Don Juan me había hecho saber que no existen reglas establecidas para la educación de ese doble, como no existen para alcanzar la conciencia corriente. Sencillamente, se logra mediante la práctica. Él aseveraba que el método más adecuado se nos revelaba en la captación de la «atención del nagual». Me instaba a practicar el «soñar» sin permitir que mis temores convirtieran la actividad en una carga.

Lo mismo había hecho con la Gorda y las hermanitas, pero era evidente que algo les había permitido llegar a ser más receptivas que yo a la idea de otro nivel de atención.

– Genaro pasaba la mayor parte del tiempo en su cuerpo de soñar -dijo la Gorda -. Lo prefería. Por eso podía hacer las cosas más fantásticas y asustarte mortalmente. Genaro podía pasar por la grieta de entre los mundos como tú y yo lo hacemos por una puerta, en ambas direcciones.

Don Juan también me había hablado mucho de la grieta entre los mundos. Yo siempre había creído que se refería, metafóricamente, a una división sutil entre el mundo percibido por un hombre corriente y aquel percibido por los brujos.

La Gorda y las hermanitas me habían demostrado que la grieta entre los mundos era algo más que una metáfora. Era más bien la capacidad para pasar de uno a otro nivel de atención. Una parte de mí entendía perfectamente a la Gorda, en tanto la otra se hallaba más aterrorizada que nunca.

– Has estado preguntando por el lugar al que habían ido el Nagual y Genaro -dijo la Gorda -. Soledad fue muy brutal al decirte que se habían ido al otro mundo; Lidia te dijo que habían abandonado estos alrededores; los Genaro, como buenos idiotas, te asustaron. Lo cierto es que se marcharon por esa grieta.

Por alguna razón, inaprehensible para mí, sus palabras me lanzaron al caos. Siempre había estado convencido de que su partida era definitiva. Sabía que no se habían ido en sentido ordinario, pero había dejado el asunto en el reino de la metáfora. Si bien había llegado a decírselo a amigos íntimos, nunca lo había creído realmente. En lo profundo de mí, nunca había dejado de ser un hombre racional. Pero la Gorda y las hermanitas habían convertido mis oscuras metáforas en posibilidades reales. Lo cierto era que la Gorda nos había transportado medio kilómetro valiéndose de la energía de su «soñar»

La Gorda se puso en pie y declaró que yo lo había entendido todo y era hora de comer. Nos sirvió lo que había preparado. Tuve la impresión de no estar comiendo. Una vez que terminamos, se levantó y se acercó a mí.

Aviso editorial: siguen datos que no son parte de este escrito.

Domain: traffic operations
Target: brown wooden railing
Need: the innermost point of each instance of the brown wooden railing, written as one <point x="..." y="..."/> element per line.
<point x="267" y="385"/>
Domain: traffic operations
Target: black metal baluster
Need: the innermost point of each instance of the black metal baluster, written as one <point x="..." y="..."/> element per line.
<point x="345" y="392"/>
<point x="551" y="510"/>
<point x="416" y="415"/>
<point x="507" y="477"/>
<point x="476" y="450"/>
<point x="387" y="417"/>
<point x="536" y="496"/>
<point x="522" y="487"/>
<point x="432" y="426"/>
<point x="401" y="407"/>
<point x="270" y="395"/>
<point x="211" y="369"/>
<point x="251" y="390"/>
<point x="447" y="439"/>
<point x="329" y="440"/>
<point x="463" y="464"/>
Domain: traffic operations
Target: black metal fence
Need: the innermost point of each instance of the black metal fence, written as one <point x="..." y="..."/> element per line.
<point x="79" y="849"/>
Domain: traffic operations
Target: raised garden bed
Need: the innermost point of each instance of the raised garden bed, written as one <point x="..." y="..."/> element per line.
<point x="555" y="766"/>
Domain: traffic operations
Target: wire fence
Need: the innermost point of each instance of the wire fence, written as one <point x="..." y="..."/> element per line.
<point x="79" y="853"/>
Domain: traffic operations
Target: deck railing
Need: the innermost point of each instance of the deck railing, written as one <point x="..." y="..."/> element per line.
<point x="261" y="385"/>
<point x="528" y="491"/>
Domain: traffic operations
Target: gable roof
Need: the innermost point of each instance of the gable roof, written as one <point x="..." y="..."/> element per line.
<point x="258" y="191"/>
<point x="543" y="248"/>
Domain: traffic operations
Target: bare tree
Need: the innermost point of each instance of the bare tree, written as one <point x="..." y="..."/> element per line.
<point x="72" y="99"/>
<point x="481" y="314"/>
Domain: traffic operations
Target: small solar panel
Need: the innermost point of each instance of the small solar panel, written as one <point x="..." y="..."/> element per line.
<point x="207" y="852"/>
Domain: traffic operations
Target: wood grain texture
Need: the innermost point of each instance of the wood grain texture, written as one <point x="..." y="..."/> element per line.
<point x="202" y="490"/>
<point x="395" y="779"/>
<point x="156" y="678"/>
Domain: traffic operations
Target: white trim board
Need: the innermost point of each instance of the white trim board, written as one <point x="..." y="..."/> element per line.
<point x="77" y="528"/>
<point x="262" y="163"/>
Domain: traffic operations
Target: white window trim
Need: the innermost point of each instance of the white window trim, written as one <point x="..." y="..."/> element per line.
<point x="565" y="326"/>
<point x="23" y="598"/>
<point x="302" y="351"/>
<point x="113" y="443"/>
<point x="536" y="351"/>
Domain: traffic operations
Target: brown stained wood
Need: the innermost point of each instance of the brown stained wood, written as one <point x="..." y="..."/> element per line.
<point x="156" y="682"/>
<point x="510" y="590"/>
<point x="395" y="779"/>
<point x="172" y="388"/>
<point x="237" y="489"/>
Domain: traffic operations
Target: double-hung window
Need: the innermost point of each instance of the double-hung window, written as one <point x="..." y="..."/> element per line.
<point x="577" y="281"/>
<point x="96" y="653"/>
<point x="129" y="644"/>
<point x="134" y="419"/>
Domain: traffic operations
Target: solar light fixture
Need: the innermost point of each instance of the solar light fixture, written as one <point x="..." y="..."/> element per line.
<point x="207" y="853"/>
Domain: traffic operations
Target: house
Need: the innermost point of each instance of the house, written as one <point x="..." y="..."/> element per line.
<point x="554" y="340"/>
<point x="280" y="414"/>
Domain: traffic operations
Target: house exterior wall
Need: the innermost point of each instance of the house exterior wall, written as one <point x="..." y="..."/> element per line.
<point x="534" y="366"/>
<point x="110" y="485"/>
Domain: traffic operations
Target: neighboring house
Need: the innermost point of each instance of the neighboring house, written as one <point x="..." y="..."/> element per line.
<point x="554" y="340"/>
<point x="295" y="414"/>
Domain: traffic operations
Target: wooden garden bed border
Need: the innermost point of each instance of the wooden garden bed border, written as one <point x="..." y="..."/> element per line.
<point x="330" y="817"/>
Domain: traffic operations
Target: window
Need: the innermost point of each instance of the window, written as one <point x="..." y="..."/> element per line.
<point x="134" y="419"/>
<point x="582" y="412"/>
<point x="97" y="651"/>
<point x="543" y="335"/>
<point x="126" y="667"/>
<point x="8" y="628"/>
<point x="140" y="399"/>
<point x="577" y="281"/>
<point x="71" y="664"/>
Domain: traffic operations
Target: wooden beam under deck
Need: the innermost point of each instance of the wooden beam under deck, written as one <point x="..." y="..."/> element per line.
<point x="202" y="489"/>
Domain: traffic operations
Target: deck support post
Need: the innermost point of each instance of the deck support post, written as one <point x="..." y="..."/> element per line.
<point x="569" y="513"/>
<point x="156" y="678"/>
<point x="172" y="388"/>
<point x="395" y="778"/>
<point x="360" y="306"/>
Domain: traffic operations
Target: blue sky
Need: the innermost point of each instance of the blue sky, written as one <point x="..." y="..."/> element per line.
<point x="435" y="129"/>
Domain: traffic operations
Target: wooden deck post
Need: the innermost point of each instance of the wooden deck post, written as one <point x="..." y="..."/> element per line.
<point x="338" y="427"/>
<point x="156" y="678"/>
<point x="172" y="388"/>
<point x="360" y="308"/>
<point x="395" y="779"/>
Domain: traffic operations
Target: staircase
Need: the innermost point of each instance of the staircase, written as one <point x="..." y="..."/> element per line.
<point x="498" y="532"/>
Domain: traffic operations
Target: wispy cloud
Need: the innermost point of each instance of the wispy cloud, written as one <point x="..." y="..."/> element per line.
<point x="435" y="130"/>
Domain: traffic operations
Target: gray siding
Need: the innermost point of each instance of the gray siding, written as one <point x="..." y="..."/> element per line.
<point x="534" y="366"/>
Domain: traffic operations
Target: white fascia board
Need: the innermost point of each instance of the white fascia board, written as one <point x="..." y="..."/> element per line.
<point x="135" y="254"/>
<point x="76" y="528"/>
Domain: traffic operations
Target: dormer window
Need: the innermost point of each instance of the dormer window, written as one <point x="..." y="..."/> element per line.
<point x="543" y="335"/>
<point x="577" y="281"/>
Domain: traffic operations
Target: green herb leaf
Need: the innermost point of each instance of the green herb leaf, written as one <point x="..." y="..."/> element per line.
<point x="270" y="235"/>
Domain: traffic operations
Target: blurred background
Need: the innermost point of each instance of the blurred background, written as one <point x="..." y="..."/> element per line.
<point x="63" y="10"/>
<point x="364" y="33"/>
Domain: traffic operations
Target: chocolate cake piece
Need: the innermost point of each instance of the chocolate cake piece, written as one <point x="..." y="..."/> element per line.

– Creo que ya ha llegado el momento de que te vayas -me dijo.

La frase parecía ser una indicación para las hermanitas. Éstas dejaron los asientos a su vez.

– Si te quedas, ya nunca podrás partir -prosiguió la Gorda -. El Nagual te ofreció la libertad una vez, pero tú escogiste permanecer con él. Me dijo que si sobrevivíamos al último contacto con los aliados debía darles de comer, hacerlos sentir bien y despedirme de todos. Supongo que ni las hermanitas ni yo tenemos dónde ir, de modo que no hay posible elección. Pero tu caso es diferente.

Las hermanitas me rodearon y se despidieron una a una.

La situación era monstruosamente irónica. Podía irme, pero no tenía a dónde. Tampoco para mí había elección. Años atrás don Juan me había brindado una oportunidad de marchar; ya entonces me había quedado por no tener lugar alguno al cual dirigirme.

– Se escoge sólo una vez -me había dicho don Juan-. Elegimos ser guerreros o ser hombres corrientes. No existe una segunda oportunidad. No sobre esta tierra.